The filing also outlines a corporate history that involved the ownership of motion picture studios, lawn and garden equipment manufacturers, other media interests and the Eastern European telecommunications companies.
Murdoch’s News Corp. bought Kluge television outlets that eventually became part of the Fox television network.
Hawk said he and other investors were impressed with Metromedia’s pedigree. But over time, he became convinced that “they did all the tricks in the books.”
He retired as a purchasing agent in 2000, believing that the Metromedia investment would pad his retirement savings. But retirement became a pipe dream after the investment unraveled.
Hawk, 74, now works about 20 hours a week cleaning a Boone medical clinic. He was not aware that MIG had filed for bankruptcy, but at this point in his life, the company’s maneuverings make little difference.

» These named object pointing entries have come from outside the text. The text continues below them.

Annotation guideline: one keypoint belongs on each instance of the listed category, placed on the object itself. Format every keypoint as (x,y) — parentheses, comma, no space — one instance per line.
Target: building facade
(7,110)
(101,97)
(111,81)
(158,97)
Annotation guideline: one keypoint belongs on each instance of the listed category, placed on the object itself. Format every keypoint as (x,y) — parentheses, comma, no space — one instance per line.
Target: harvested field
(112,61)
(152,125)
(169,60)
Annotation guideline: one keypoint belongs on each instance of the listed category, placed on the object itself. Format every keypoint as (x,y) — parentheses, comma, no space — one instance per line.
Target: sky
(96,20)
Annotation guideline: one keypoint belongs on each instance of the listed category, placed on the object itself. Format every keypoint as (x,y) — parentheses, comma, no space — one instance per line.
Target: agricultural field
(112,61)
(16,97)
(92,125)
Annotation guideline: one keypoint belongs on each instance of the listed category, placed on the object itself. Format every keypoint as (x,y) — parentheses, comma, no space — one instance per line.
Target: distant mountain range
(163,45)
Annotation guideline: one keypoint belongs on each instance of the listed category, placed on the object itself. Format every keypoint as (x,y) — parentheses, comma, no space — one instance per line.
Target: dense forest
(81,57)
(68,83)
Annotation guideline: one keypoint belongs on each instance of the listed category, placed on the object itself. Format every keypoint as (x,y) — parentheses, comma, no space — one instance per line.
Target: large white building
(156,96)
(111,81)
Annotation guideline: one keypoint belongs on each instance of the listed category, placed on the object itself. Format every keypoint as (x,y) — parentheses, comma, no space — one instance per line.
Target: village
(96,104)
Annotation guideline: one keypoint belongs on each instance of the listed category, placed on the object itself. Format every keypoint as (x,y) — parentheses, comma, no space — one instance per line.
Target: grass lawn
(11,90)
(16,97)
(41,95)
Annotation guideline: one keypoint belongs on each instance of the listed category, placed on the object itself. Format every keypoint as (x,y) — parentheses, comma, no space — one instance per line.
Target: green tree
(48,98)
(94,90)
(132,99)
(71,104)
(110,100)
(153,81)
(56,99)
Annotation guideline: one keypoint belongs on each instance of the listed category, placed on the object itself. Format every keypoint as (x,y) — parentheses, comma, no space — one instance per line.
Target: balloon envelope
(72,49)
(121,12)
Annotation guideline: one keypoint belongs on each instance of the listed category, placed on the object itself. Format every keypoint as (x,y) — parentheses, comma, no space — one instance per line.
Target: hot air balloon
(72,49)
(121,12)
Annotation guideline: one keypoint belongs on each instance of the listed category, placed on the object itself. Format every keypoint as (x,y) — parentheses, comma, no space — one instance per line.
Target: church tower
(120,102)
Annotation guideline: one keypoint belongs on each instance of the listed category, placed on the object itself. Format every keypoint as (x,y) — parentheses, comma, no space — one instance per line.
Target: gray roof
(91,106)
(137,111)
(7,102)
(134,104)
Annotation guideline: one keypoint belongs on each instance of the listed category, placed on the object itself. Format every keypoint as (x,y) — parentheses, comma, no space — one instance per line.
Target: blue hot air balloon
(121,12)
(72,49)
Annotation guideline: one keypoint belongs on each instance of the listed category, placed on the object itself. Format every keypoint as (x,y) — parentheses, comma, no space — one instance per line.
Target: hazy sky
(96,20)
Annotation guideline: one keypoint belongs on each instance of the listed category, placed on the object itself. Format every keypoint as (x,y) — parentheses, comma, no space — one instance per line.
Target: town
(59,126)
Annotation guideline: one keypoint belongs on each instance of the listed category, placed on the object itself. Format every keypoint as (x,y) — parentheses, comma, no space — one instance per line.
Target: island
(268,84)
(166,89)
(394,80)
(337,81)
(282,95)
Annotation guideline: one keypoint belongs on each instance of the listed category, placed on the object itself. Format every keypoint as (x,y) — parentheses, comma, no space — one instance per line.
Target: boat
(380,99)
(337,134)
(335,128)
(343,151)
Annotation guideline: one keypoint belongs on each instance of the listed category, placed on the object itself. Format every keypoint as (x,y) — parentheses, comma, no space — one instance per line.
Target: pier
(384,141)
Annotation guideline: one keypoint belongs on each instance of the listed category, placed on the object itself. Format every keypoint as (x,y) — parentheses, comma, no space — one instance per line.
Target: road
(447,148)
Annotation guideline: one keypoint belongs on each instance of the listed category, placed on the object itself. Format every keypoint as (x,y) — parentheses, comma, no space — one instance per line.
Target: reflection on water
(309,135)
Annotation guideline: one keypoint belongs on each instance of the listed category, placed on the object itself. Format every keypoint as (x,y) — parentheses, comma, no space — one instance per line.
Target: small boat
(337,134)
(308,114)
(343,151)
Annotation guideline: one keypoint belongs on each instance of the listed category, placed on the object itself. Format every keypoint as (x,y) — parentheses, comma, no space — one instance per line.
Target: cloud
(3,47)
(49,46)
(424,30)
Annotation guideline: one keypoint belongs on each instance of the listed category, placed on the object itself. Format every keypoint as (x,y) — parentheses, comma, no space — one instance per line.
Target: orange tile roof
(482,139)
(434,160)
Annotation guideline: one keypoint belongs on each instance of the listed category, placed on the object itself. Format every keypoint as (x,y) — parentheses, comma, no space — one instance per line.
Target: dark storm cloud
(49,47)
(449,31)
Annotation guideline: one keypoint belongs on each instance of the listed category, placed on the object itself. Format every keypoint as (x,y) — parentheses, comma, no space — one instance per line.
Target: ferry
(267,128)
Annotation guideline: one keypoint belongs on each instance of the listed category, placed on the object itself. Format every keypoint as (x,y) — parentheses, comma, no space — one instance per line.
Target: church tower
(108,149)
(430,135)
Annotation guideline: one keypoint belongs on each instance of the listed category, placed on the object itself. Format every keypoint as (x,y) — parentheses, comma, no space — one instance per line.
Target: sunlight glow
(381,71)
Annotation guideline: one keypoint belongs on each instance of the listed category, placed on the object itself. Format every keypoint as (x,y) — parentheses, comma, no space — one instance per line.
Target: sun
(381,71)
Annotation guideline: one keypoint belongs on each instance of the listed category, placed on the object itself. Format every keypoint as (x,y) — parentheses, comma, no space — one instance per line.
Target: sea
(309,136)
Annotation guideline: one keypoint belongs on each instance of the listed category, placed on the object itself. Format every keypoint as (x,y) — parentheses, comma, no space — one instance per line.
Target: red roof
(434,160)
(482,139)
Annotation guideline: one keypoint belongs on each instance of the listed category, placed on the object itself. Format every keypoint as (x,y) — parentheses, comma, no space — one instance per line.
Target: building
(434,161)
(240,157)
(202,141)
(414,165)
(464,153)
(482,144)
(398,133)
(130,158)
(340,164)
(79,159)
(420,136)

“They’ll worm their way out of it,” he said.
Natasha Alexeeva, the company’s general counsel, said recently that neither Metromedia nor MIG has tried to finagle its way out of anything.
Metromedia was a complex operation that wasn’t always under the best management, she said. Although Hawk lost out on the investment, others made money when they bought the stock cheaply – at one point Metromedia’s common stock sold for 1 cent a share – and sold it in 2007 for $1.80.
Among the criticisms from McLaughlin and other investment advisers was that Metromedia did not file financial reports over a four-year period with the U.S. Securities and Exchange Commission (SEC).
The SEC had threatened to deregister Metromedia because of its failure to file the statements, but that effort became moot when the company was sold to private investors.
“It was a bad situation that we were trying to remedy,” Alexeeva said. “In a perfect world, we would have been better at the SEC reporting.”